This example extracts question types from the UK Parliament Question Answer Sessions 
reproducing the asking too much paper (http://www.cs.cornell.edu/~cristian/Asking_too_much.html).
(due to the non-deterministic nature of clustering, the order of the clusters and some cluster assignments will vary)
This version uses precomputed motifs for speed.

In [1]:
import os
import pkg_resources
import numpy as np

from convokit import Corpus, QuestionTypology, download

Initializing QuestionTypology Class

In [2]:
num_clusters = 8

# Get precomputed motifs. data_dir contains the downloaded data. 
# motifs_dir is the specific path within data_dir that contains the precomputed motifs
data_dir = os.path.join(pkg_resources.resource_filename("convokit", ""), 'downloads', 'parliament')
motifs_dir = os.path.join(data_dir, 'parliament-motifs')

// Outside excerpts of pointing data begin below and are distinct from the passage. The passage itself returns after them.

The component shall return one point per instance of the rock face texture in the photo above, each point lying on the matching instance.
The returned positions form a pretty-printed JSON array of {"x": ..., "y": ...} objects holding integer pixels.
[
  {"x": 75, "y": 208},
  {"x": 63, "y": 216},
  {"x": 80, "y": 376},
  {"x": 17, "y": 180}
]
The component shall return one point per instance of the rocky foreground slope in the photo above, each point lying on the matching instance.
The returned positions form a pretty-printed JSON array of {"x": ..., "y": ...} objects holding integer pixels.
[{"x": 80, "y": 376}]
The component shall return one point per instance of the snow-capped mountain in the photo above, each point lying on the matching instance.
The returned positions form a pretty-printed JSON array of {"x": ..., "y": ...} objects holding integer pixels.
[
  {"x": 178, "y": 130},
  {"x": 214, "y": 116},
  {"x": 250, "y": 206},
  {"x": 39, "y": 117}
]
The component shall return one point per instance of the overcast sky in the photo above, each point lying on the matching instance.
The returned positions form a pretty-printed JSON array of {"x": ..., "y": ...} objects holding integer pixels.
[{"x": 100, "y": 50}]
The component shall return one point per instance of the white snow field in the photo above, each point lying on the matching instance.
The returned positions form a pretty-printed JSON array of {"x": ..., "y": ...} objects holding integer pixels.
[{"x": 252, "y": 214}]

corpus = Corpus(filename=os.path.join(data_dir, 'parliament-corpus'))
questionTypology = QuestionTypology(corpus, data_dir, motifs_dir=motifs_dir, num_dims=25, 
  num_clusters=num_clusters, verbose=False)

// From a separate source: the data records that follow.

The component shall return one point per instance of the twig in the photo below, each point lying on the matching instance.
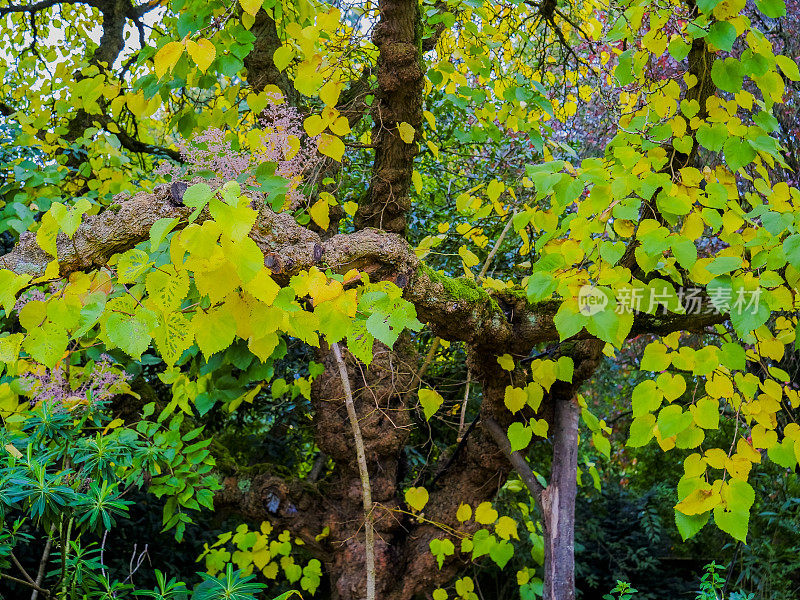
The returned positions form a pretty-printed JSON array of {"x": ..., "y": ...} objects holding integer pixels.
[
  {"x": 515, "y": 458},
  {"x": 429, "y": 358},
  {"x": 42, "y": 566},
  {"x": 366, "y": 489},
  {"x": 461, "y": 424},
  {"x": 35, "y": 587},
  {"x": 497, "y": 245},
  {"x": 21, "y": 568}
]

questionTypology.types_to_data contains the necessary data that is computed in the step above
its keys are the indices of the clusters (here 0-7). The values are dictionaries with the following keys:
"motifs": the motifs, as a list of tuples of the motif terms
"motif_dists": the corresponding distances of each motif from the centroid of the cluster this motif is in
"fragments": the answer fragments, as a list of tuples of answer terms
"fragment_dists": the corresponding distances of each fragment from the centroid of the cluster this 
fragment is in
"questions": the IDs of the questions in this cluster. You can get the corresponding question text by using the
get_question_text_from_pair_idx(pair_idx) method.
"question_dists": the corresponding distances of each question from the centroid of the cluster 
this question is in

Display Outputs

In [3]:
questionTypology.display_totals()
print('10 examples for type 1-8:')
for i in range(num_clusters):
    questionTypology.display_motifs_for_type(i, num_egs=10)
    questionTypology.display_answer_fragments_for_type(i, num_egs=10)
    questionTypology.display_questions_for_type(i, num_egs=10)

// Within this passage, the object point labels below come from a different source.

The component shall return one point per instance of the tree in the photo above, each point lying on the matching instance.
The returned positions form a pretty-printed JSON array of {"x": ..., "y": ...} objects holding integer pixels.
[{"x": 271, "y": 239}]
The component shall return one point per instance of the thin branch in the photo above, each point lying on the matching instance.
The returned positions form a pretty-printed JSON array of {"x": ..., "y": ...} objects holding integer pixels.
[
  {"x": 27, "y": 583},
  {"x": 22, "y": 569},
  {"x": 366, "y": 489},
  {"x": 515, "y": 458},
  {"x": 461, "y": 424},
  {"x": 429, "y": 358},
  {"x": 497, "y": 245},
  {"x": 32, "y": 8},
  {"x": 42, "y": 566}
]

example_question = "I thank the Minister for his response . He will be aware that the \
Northern Ireland Policing Board and the Chief Constable are concerned about a possible \
reduction in the police budget in the forthcoming financial year , and that there are \
increasing pressures on the budget as a result of policing the past , the ongoing \
inquiries , and the cost of the legal advice that the police need to secure in order \
to participate in them . However , does he agree that it is right that the Government \
provide adequate funding for the ordinary policing in the community that tackles all the \
matters that concern the people of Northern Ireland ? Does he accept that there should not \
be a reduction in the police budget , given the increasing costs of the inquiries that \
I have mentioned ? Will the Government do something to reduce the cost of the inquiries \
, and ensure that adequate policing is provided for all the victims of crime in \
Northern Ireland ?"

example_question = "What is the minister going to do about?"

print('Given a new question, we will now find the appropriate cluster for it:')
print('Question: ', example_question)
print('Cluster: ', questionTypology.classify_question(example_question))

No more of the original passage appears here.